The first “job” I dreamed of when I was young was a prima ballerina. I didn’t know anything about ballet, but my mother signed me up for dance classes, and I instantly fell in love with my ballet teacher. She was long and graceful—did I say long, I meant, looooonnnggg—and that’s what I wanted to be. Plus, I was a naturally quiet, introverted person, and dance was this revelation. I didn’t have to speak a word to anyone. Well, there’s value in imagination, no? It took no time for me to reconcile the size of my talent and the size of my body and how picking a new job was the smart decision.
I figure I went through a list of 400 different “jobs” that I wanted when I grew up. And then, when I grew up, I went through a list of another 400 (easily). The commonality in every job I’ve held is writing. It infiltrated every role I held in marketing and advertising. It held the top billing when I was a copywriter and a copy editor. As a communications director, writing markedly consumed my day-to-day. Even as an HOA manager, I wrote a great deal. Have you ever lived in a homeowner’s association?
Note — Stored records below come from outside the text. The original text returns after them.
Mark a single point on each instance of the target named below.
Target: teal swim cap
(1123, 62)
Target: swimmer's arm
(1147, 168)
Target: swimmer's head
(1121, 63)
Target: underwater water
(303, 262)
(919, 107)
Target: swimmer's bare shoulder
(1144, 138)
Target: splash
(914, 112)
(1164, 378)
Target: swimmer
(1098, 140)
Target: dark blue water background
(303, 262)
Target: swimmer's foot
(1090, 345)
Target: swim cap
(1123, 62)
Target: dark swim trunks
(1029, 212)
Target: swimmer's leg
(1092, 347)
In that case, you’ve more than likely received a violation letter for leaving your trash out, or perhaps for your barking dog.
Fact: I’m not a gifted conversationalist. I’m overly shy and unsure, and I tend to blurt out groan-inducing sentences that make a mockery of the subject I’m speaking on. But when I sit down to write … and earn my pay … I can sound smart. I think it’s because I think differently when I’m writing. I have time for reverie and rumination. I can feel sections of my brain light up when I write but barely flicker when I talk. I bet if I spoke to you about all this right now, different words and phrases would be coming out, and I’d be boring the pants off you.
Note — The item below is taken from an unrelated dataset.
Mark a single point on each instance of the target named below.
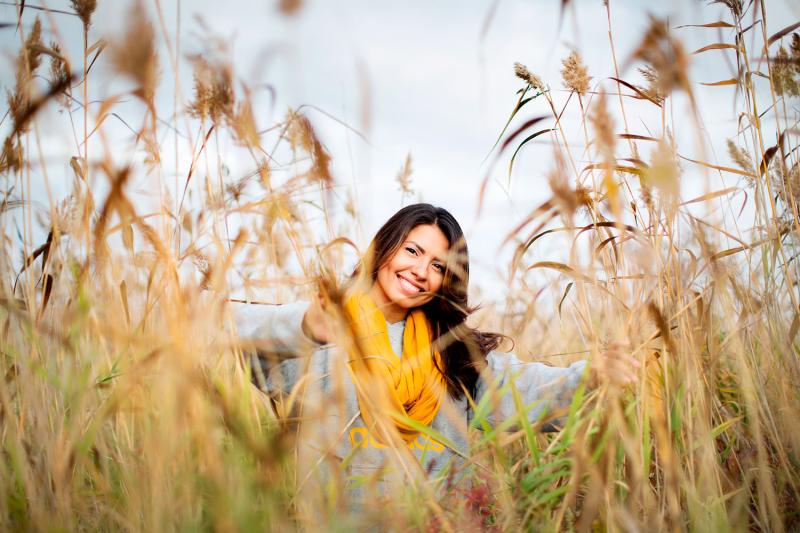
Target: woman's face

It’s a safe bet I’ll always write. I’ll revel in it as much as grind over it. (If we ever text, you’ll notice full and complete, grammatically correct sentences that may even carry a story arc. What U will nvr C is this.)
Alas, these days, the only conversations I’m having and the only writing I’m doing is swirling around Covid-related sentiment and the 2020 election. In conversation, as well as in my writing, I know I sound like a certifiable lunatic. I’ve lost politeness. I’ve strayed from being reserved. I don’t go in for small talk. And I chatter on these two topics, pantomiming wildly while making horrible faces.
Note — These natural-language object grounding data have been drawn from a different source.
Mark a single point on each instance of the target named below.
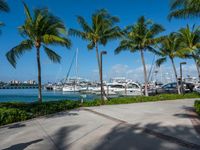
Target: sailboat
(71, 85)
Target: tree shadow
(61, 137)
(22, 146)
(133, 137)
(62, 114)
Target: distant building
(30, 82)
(14, 82)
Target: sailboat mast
(77, 64)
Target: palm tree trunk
(99, 66)
(176, 76)
(39, 76)
(145, 73)
(198, 71)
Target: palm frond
(160, 61)
(17, 51)
(84, 24)
(53, 39)
(74, 32)
(4, 6)
(27, 12)
(54, 57)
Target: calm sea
(30, 95)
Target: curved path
(166, 125)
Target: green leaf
(54, 57)
(18, 50)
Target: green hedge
(197, 106)
(10, 115)
(15, 111)
(139, 99)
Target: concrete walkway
(143, 126)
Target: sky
(125, 64)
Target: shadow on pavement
(61, 137)
(17, 125)
(125, 136)
(62, 114)
(22, 146)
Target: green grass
(17, 111)
(197, 106)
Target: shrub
(197, 106)
(10, 115)
(17, 111)
(137, 99)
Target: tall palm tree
(39, 30)
(101, 30)
(141, 37)
(4, 6)
(170, 48)
(184, 9)
(190, 43)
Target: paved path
(142, 126)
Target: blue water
(30, 95)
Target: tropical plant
(184, 9)
(170, 48)
(190, 43)
(99, 32)
(4, 6)
(141, 37)
(39, 30)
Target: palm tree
(100, 31)
(184, 9)
(170, 48)
(4, 6)
(190, 43)
(39, 30)
(141, 37)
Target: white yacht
(71, 88)
(120, 89)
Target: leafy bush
(18, 111)
(137, 99)
(197, 106)
(10, 115)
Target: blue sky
(124, 64)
Again, accomplishment isn’t synonymous with happiness, and moving on can be an act of self-preservation. I had the intention to tell you that after the election, I would be getting back to writing light-heartedly and on every other subject under the sun. But, 500+ words later, I can’t bring myself to say it, much less commit to it. The current narrative has really opened my eyes, and there’s no turning back.
I’m worried about humanity.
I’m concerned about how technology is designed, controlled, and used.
I’m frightened of the power of social media.
I’m worried about schools and what they’re teaching the next generation – my granddaughter’s generation.
I’m saddened over the loss of trustworthy journalism.
Wildly, I believe one similar story connects each of these. That story is the social dilemma.
(See how I played the name of my blog. That right there is what I call perfect ninja-like embroidery!)
What I’m saying is, I can’t let go of any of this. I can’t talk about it because I have a low degree of conversation skills, but I can write about it. And “that” just might be my self-preservation in disguise. So I hope you like my lunatic. I’m going to be on this topic for a while. In fact, I’ve already registered (FREE) to sit in on a conversation: The Ethics of Technology and Its Impact on Public Health.